Exascale Machines Require New Programming Paradigms and Runtimes

Georges Da Costa, Thomas Fahringer, Juan Antonio Rico Gallego, Ivan Grasso, Atanas Hristov, Helen D. Karatza, Alexey Lastovetsky, Fabrizio Marozzo, Dana Petcu, Georgios L. Stavrinides, Domenico Talia, Paolo Trunfio, Hrachya Astsatryan

Abstract


Extreme scale parallel computing systems will have tens of thousands of optionally accelerator-equiped nodes with hundreds of cores each, as well as deep memory hierarchies and complex interconnect topologies. Such Exascale systems will provide hardware parallelism at multiple levels and will be energy constrained. Their extreme scale and the rapidly deteriorating reliablity of their hardware components means that Exascale systems will exhibit low mean-time-between-failure values.

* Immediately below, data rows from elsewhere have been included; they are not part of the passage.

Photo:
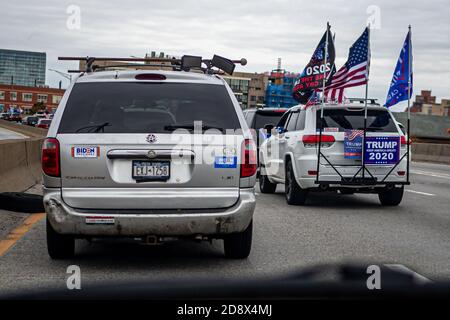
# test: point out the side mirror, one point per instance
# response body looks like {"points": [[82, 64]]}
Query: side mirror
{"points": [[268, 129]]}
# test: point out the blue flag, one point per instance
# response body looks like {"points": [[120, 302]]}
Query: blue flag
{"points": [[398, 90]]}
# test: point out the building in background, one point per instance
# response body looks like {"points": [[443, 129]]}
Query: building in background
{"points": [[239, 84], [23, 68], [14, 97], [249, 88], [425, 103], [279, 89]]}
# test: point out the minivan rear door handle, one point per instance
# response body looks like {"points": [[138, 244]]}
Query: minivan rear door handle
{"points": [[150, 154]]}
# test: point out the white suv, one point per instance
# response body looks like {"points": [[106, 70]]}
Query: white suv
{"points": [[290, 155]]}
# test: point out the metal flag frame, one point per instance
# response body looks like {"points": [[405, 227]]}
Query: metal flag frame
{"points": [[363, 180]]}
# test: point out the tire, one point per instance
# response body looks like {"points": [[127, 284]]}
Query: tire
{"points": [[265, 185], [59, 246], [238, 245], [391, 197], [21, 202], [295, 195]]}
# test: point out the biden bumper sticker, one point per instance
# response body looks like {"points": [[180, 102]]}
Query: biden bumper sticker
{"points": [[85, 152], [225, 162]]}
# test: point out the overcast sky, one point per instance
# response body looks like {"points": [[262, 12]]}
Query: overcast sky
{"points": [[260, 31]]}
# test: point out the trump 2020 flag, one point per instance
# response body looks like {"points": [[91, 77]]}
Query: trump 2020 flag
{"points": [[398, 90]]}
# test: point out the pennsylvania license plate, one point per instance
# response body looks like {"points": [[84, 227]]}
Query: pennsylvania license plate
{"points": [[151, 170]]}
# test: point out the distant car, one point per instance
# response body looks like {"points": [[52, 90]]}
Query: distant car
{"points": [[30, 121], [44, 123], [15, 117], [290, 157], [258, 118]]}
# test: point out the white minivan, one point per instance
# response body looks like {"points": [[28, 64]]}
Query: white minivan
{"points": [[290, 155]]}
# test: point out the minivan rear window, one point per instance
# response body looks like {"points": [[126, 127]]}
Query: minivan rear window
{"points": [[263, 118], [343, 119], [142, 107]]}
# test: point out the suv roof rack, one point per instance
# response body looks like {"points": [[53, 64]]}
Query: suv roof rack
{"points": [[370, 101], [186, 63]]}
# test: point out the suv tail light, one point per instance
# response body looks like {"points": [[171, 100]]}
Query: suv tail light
{"points": [[248, 161], [50, 157], [310, 141]]}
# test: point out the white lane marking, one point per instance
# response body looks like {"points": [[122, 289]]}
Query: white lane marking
{"points": [[422, 193], [418, 278], [431, 174]]}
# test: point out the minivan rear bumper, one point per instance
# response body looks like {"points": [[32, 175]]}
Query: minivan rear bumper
{"points": [[68, 220]]}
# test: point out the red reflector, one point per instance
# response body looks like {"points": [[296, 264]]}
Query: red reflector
{"points": [[314, 138], [50, 157], [248, 158], [150, 76]]}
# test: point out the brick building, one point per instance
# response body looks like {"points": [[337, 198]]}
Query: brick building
{"points": [[15, 96]]}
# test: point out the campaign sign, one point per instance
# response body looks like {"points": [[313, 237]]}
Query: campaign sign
{"points": [[381, 150], [353, 144]]}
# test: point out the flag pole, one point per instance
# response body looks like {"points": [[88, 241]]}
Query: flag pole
{"points": [[409, 101], [365, 103], [323, 101]]}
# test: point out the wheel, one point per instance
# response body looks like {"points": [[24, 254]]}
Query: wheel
{"points": [[21, 202], [295, 195], [59, 246], [391, 197], [265, 185], [238, 245]]}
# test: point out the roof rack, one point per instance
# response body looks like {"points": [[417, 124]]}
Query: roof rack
{"points": [[186, 63], [371, 101]]}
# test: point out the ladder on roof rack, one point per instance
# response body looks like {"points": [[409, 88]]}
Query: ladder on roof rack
{"points": [[186, 63]]}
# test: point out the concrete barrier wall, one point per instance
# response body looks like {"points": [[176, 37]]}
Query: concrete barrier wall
{"points": [[23, 129], [20, 165], [431, 152]]}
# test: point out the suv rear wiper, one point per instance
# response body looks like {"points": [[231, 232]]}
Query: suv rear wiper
{"points": [[372, 128], [95, 128], [191, 127]]}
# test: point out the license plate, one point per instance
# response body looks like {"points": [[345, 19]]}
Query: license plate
{"points": [[151, 170]]}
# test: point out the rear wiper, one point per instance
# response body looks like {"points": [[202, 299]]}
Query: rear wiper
{"points": [[191, 127], [372, 128], [94, 128]]}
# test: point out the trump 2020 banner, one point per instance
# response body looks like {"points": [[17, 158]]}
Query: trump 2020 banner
{"points": [[381, 150]]}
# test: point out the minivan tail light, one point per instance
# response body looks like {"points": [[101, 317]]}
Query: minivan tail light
{"points": [[312, 140], [248, 158], [50, 157]]}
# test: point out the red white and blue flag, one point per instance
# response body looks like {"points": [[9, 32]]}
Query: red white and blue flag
{"points": [[355, 72]]}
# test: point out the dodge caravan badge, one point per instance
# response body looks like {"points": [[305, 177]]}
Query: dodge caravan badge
{"points": [[151, 138]]}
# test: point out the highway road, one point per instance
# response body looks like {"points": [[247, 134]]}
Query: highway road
{"points": [[331, 228], [6, 134]]}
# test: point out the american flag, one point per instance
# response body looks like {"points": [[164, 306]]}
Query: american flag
{"points": [[353, 73]]}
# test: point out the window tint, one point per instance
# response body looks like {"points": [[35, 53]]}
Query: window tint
{"points": [[377, 120], [283, 120], [301, 120], [267, 118], [142, 107], [292, 121]]}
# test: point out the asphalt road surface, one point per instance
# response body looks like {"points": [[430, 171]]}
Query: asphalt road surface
{"points": [[331, 228], [6, 134]]}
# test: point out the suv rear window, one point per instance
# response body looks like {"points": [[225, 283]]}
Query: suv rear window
{"points": [[377, 120], [142, 107], [262, 118]]}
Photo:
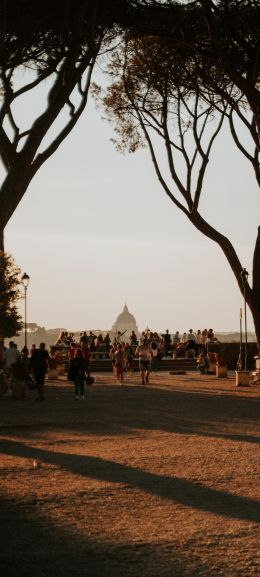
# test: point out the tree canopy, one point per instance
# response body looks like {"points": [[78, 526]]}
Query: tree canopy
{"points": [[157, 94]]}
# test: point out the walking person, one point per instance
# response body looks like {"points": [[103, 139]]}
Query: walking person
{"points": [[39, 365], [129, 357], [119, 360], [145, 354], [154, 359], [79, 367]]}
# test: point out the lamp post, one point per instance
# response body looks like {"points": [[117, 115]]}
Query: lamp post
{"points": [[25, 281], [244, 277]]}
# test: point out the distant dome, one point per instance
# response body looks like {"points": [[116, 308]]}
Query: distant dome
{"points": [[125, 318], [125, 323]]}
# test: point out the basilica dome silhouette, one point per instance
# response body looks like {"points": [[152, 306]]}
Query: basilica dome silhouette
{"points": [[125, 322]]}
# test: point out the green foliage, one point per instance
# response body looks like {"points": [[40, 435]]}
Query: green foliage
{"points": [[10, 319]]}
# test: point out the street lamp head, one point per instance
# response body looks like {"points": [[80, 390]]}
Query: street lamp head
{"points": [[244, 275], [25, 280]]}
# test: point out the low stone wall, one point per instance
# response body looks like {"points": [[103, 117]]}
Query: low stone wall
{"points": [[231, 353]]}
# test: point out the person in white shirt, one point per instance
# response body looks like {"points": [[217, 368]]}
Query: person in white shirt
{"points": [[144, 353]]}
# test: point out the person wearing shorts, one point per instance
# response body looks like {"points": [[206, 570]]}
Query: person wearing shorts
{"points": [[144, 353]]}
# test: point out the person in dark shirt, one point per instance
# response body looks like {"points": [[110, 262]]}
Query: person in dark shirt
{"points": [[39, 364], [79, 368]]}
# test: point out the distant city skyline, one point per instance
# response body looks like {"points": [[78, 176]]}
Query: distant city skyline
{"points": [[95, 230]]}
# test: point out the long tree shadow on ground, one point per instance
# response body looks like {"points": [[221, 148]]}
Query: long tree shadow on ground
{"points": [[176, 489], [173, 411], [33, 546]]}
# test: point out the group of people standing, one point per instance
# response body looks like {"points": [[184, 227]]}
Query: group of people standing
{"points": [[24, 366]]}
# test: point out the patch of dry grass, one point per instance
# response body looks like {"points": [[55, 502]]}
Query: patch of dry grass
{"points": [[155, 481]]}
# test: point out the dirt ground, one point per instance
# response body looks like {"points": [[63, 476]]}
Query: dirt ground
{"points": [[159, 480]]}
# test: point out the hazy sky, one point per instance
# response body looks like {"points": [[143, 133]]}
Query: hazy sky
{"points": [[95, 231]]}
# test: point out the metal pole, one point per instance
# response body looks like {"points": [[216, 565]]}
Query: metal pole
{"points": [[25, 281], [245, 330], [244, 277], [25, 317]]}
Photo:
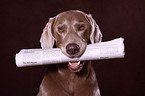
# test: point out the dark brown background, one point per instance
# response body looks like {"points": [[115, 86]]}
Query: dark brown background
{"points": [[22, 22]]}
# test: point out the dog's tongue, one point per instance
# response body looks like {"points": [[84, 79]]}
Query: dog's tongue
{"points": [[74, 65]]}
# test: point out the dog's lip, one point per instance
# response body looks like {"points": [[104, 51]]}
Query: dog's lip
{"points": [[75, 66]]}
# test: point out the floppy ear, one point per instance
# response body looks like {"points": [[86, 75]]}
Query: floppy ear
{"points": [[96, 35], [47, 40]]}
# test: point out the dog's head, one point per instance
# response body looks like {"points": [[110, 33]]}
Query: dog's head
{"points": [[72, 31]]}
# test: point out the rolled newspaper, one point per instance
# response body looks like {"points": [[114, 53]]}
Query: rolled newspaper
{"points": [[102, 50]]}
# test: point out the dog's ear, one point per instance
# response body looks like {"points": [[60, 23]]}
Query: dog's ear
{"points": [[96, 35], [47, 39]]}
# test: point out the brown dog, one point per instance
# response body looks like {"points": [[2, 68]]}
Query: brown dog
{"points": [[71, 30]]}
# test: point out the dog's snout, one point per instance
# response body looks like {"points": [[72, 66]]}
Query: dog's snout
{"points": [[72, 49]]}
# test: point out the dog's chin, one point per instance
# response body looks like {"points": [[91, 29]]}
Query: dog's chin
{"points": [[75, 66]]}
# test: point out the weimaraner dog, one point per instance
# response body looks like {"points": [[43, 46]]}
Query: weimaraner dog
{"points": [[70, 31]]}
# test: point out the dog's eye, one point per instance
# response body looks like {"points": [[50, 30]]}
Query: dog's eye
{"points": [[60, 29], [81, 27]]}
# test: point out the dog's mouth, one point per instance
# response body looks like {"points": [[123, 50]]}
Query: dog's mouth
{"points": [[75, 66]]}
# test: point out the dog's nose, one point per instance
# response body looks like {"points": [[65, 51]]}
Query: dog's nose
{"points": [[72, 48]]}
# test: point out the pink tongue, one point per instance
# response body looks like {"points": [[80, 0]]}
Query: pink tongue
{"points": [[74, 65]]}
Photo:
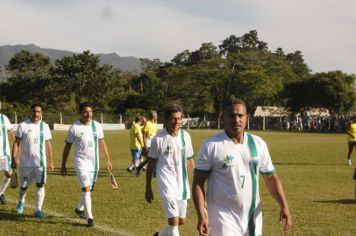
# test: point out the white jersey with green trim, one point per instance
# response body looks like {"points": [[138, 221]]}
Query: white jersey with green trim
{"points": [[5, 126], [85, 139], [172, 153], [233, 199], [33, 143]]}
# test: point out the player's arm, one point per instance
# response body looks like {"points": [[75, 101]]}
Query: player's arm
{"points": [[149, 173], [275, 188], [15, 153], [65, 154], [199, 201], [348, 131], [11, 135], [190, 166], [104, 151], [49, 154]]}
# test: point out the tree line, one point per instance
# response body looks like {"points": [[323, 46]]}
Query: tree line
{"points": [[241, 67]]}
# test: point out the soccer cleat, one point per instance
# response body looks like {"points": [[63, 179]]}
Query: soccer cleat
{"points": [[90, 223], [2, 199], [137, 172], [39, 214], [20, 207], [80, 213]]}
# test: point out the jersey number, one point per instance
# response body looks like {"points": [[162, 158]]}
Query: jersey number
{"points": [[242, 178]]}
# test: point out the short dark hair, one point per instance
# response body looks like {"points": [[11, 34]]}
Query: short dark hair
{"points": [[228, 103], [85, 104], [172, 108], [150, 113], [36, 105], [138, 118]]}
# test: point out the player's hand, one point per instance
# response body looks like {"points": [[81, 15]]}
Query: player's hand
{"points": [[63, 170], [145, 151], [50, 167], [149, 195], [109, 166], [203, 227], [286, 218]]}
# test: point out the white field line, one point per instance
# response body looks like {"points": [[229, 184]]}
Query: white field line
{"points": [[104, 228]]}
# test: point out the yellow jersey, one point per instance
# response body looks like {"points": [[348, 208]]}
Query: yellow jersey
{"points": [[352, 130], [134, 142]]}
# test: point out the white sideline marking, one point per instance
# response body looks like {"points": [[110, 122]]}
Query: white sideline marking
{"points": [[103, 228]]}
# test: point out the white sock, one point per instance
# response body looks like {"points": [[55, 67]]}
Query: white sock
{"points": [[172, 230], [22, 195], [4, 183], [80, 205], [87, 204], [163, 231], [40, 193]]}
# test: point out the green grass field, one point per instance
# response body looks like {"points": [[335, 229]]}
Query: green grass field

Furthermore, existing programming models already require heroic programming and optimisation efforts to achieve high efficiency on current supercomputers. Invariably, these efforts are platform-specific and non-portable. In this paper we will explore the shortcomings of existing programming models and runtime systems for large scale computing systems. We then propose and discuss important features of programming paradigms and runtime system to deal with large scale computing systems with a special focus on data-intensive applications and resilience.
Finally, we also discuss code sustainability issues and propose several software metrics that are of paramount importance for code development for large scale computing systems.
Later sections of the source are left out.